Growing up during the time period of Caryl Chessman's incarceration and execution, I remember him quite well. In fact, I was fascinated by his intellect and this story. He wrote four books during his time at San Quentin, including his best selling memoir, "Cell 2455, Death Row." It was the talk of the nation and many prominent people from varying avenues of life urged the then Governor of California, Pat Brown, to grant him clemency!
Born in Michigan on May 27, 1921, the Chessman family relocated to Glendale, California in 1922. Coming into his adolescent years when the Great Depression hit, the young Carol (his real name) was in constant trouble during that time and was in and out of reform schools throughout his teenage years. Involvement with local gangs of young men upon his release, he continued his criminal ways throughout the 1930's and 1940's. It seems he was particularly fond of stealing cars! When a string of robberies began occurring in the Los Angeles area in early 1948, the incidents began as simple hold-up type robberies, however, compounding the crimes and confounding the police was a sudden change in method. The thief, or thieves, had also stolen a car and had, on two occasions, resorted to sexual assault. Were the police looking for two different criminals or was it only one who was at large?
News media dubbed the thief "The Red-Light Bandit" because the car that was forcing people to pull over just before they were robbed and/or assaulted used a flashing red light similar to that used in police vehicles. People thought they were being stopped by police and they simply pulled over! Some time during this string of robberies, Chessman had been seen driving a car similar to the description given of a 1946 or 1947 tan or gray Ford coupe that had been stolen and was being used in the crimes. Police spotted what they thought was the right car, pursued and arrested Chessman and another man on the 18 counts of robbery, kidnapping and rape! After 72 hours in custody, Chessman confessed to the crimes but later recanted indicating he was beaten and tortured by police. He was, however,also positively identified by both women!
A petty thief and low-level criminal, Chessman had never been involved in anything having to do with sexual assault or kidnapping. Outside of the alleged torture by police, he had actually proclaimed his innocence from the moment of his arrest thinking he could never be found guilty of anything having to do with kidnapping and rape! It was simply not his M.O. and he was depicted, in the film, as being insulted by the charges! After a three week trial, during which he defended himself, Caryl Chessman was found guilty on 17 of the 18 counts and was sentenced to death! After successfully arguing on appeal, he subsequently won 8 stays of execution before being led to his death in the gas chamber on May 2, 1960. The way the laws were applied at that time accounted for the death sentence. The court ruled that dragging one of the women only 20 some odd feet away from her car was sufficient to qualify for kidnapping under the "Little Lindbergh Law." This also made the two incidents Capital offenses to which the death penalty could be applied. Charges made against his "accomplice" were thrown out of court and he, alone, was incarcerated!
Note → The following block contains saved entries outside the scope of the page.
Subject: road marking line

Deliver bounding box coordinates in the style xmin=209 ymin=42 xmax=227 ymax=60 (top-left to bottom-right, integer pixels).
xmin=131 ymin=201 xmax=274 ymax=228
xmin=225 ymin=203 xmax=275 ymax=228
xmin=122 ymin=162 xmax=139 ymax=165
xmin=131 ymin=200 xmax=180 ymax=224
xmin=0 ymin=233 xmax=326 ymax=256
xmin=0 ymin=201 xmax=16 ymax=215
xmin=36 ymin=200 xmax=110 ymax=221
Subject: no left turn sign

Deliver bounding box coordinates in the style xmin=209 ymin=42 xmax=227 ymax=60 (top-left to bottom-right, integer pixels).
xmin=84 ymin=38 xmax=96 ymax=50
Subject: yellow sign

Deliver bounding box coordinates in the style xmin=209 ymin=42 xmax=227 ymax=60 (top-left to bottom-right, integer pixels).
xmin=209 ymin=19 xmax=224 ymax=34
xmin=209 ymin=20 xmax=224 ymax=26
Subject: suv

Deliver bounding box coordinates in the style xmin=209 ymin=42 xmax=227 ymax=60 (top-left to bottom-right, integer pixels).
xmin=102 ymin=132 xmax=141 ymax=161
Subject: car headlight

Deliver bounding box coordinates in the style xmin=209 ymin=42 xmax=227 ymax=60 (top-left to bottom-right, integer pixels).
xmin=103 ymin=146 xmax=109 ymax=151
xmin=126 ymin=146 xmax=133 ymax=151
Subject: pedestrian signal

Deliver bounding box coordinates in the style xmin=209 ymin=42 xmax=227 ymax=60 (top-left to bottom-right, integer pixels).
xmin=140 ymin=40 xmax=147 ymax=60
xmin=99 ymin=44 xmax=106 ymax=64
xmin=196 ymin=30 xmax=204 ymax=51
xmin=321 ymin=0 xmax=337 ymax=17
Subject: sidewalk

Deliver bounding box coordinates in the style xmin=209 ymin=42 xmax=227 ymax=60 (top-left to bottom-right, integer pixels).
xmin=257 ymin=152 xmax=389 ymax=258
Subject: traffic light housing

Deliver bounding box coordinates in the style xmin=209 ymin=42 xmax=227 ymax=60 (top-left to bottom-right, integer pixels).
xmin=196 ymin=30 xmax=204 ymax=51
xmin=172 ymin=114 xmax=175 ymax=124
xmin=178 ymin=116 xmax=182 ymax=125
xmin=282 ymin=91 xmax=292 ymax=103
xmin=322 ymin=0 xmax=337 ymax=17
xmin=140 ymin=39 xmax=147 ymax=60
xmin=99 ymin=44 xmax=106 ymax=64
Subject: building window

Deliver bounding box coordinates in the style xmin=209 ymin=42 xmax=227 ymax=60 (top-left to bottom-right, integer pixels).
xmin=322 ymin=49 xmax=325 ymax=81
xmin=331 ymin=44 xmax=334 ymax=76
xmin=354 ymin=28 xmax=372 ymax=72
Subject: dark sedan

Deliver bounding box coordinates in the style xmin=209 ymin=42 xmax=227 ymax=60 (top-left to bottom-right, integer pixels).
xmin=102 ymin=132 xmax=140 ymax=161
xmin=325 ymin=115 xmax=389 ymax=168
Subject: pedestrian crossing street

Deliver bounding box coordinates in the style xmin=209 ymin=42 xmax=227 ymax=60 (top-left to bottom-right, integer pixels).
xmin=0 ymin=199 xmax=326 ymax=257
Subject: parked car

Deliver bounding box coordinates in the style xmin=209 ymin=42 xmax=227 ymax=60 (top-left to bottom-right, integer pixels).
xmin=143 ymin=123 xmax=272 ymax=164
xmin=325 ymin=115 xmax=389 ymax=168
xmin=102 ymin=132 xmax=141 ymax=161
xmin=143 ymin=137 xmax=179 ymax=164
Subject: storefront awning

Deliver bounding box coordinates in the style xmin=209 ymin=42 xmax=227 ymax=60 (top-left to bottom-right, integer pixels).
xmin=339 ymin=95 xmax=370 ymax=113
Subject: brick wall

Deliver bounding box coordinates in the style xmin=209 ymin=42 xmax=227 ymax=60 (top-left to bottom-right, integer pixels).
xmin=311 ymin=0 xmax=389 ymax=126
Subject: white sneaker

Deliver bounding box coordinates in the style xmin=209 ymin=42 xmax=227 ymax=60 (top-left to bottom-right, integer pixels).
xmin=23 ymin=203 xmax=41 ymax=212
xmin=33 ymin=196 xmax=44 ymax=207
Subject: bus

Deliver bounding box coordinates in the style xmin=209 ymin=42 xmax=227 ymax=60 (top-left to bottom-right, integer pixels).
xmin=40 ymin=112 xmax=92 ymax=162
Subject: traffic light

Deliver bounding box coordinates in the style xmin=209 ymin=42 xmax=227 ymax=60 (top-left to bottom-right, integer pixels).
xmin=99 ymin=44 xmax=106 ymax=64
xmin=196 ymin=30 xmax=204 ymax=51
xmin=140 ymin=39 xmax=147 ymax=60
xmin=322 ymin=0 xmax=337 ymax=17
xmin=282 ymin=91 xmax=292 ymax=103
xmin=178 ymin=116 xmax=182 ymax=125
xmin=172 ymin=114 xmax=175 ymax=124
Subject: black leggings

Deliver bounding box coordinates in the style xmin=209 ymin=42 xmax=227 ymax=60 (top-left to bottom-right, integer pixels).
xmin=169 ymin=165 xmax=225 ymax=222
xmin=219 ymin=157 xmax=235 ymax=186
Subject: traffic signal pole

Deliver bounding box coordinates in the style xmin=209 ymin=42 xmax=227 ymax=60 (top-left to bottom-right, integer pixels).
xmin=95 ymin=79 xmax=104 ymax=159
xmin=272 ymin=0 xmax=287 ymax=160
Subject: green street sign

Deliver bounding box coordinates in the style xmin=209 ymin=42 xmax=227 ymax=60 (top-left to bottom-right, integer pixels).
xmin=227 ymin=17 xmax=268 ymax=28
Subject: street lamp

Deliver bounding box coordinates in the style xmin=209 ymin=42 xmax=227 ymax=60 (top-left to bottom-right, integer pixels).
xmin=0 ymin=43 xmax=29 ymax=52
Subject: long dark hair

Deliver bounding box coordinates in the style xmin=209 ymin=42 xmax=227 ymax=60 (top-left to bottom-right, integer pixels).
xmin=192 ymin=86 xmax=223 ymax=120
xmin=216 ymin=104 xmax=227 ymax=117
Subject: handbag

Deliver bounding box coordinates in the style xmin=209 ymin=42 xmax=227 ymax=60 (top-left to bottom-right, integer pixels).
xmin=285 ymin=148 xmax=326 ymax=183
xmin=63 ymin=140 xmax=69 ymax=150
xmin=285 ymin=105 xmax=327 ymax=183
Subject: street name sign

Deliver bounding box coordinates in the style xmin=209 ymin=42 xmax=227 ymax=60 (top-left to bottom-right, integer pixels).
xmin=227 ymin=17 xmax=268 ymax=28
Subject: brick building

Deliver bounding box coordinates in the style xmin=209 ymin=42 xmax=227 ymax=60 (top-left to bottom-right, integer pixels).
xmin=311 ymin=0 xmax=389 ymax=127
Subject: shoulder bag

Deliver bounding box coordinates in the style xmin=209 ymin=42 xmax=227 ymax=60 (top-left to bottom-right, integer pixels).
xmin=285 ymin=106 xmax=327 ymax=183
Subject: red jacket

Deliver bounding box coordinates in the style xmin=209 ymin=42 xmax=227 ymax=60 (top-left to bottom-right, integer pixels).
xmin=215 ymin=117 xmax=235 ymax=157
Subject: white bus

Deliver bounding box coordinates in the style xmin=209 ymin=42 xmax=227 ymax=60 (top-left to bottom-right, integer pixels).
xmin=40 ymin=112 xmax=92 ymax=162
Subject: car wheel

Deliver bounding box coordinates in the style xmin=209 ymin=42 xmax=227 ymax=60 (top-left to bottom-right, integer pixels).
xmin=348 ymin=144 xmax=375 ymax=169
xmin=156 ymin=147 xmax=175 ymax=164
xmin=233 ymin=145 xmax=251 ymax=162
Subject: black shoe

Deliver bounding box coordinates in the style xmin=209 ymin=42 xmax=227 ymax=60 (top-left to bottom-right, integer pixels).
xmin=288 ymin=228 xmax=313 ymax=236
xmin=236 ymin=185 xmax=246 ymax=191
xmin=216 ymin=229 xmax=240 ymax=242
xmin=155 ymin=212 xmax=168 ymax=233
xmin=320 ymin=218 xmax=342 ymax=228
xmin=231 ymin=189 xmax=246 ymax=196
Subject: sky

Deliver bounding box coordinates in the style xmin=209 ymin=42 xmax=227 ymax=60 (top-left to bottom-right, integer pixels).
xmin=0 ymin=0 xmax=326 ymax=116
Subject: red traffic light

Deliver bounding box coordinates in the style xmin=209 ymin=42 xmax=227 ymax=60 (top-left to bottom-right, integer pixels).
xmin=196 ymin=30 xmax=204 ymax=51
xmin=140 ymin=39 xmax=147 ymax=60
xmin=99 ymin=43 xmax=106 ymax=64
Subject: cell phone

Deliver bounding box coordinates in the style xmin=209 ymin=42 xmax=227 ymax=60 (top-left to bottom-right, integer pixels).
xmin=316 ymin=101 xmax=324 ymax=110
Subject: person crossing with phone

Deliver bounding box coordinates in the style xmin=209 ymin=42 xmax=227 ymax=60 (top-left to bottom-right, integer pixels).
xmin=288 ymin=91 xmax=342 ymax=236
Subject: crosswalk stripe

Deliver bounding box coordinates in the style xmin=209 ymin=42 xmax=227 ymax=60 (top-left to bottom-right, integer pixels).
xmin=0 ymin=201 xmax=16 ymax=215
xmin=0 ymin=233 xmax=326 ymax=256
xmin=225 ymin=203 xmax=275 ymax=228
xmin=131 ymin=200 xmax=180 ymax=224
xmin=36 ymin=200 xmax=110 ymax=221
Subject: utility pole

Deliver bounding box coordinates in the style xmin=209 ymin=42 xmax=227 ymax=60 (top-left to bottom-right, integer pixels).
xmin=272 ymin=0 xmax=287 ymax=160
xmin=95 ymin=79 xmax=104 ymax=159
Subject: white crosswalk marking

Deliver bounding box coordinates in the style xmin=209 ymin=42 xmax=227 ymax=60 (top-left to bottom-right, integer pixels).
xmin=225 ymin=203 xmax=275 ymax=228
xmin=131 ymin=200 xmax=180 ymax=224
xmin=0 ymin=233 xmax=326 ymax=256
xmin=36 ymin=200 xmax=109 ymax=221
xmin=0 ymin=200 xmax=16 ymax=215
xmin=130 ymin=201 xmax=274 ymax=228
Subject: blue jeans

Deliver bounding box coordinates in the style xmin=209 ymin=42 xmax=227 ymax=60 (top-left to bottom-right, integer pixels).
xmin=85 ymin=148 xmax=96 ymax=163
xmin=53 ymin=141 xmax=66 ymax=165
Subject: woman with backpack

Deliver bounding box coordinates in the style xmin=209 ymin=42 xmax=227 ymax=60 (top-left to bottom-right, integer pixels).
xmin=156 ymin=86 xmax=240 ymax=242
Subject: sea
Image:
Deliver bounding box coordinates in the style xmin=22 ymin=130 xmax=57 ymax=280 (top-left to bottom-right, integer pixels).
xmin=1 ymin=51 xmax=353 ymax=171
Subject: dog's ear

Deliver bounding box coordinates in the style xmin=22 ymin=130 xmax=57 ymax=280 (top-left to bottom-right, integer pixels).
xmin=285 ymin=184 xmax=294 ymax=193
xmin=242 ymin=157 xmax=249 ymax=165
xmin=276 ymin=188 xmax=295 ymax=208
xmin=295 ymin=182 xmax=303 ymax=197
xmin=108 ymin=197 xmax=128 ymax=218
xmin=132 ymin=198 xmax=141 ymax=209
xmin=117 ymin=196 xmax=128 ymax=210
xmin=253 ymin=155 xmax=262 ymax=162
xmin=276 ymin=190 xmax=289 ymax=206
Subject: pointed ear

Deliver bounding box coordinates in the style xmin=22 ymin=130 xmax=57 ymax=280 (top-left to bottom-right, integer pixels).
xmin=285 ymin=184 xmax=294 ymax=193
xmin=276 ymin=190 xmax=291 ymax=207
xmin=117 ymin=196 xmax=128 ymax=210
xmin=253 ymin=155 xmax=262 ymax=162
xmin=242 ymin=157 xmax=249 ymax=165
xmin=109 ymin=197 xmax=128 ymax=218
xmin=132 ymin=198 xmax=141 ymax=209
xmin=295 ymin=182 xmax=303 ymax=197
Alan Alda,still in harness playing "Hawkeye Pierce" in the hit TV series,M*A*S*H* stars in this 1977 TV movie. Nominated for a Prime-Time Emmy for his remarkable portrayal of Chessman, Alda, along with Talia Shire, John Hillerman, Barnard Hughes and John Randolph were among the supporting players that brought this film to life. Talia Shire did an admirable job as the sympathetic attorney who helped handle Chessman's many appeals. Chessman did the research and wrote all of those appeals while Ms. Asher acted on his behalf within the legal system. The film shows the alleged "crimes" along with any similarities to Chessman as well as the mindset of police at the time but the real action focuses on the trial and the subsequent legal remedies open to Chessman as he traveled toward his execution date. The arrogant Caryl Chessman was, in the final analysis, a brilliant man who studied and mastered the law during his long incarceration. It is most unfortunate he didn't use that fine mind in other pursuits prior to this. I was thoroughly convinced of his innocence and so were many, many other people but nothing and no one seemed to be able to sway the court.
I cannot fathom why it is not available on DVD or even the old VHS format. I have never seen it being aired on any TV or Cable station after that time period but I'm almost certain it must have been. There is another, more recent, film by the same title but it has nothing whatsoever to do with this story. I can but highly recommend that if you ever have to opportunity to see this one, do so. Perhaps someone you know recorded it when it aired! If they did, be sure and watch it...It is riveting.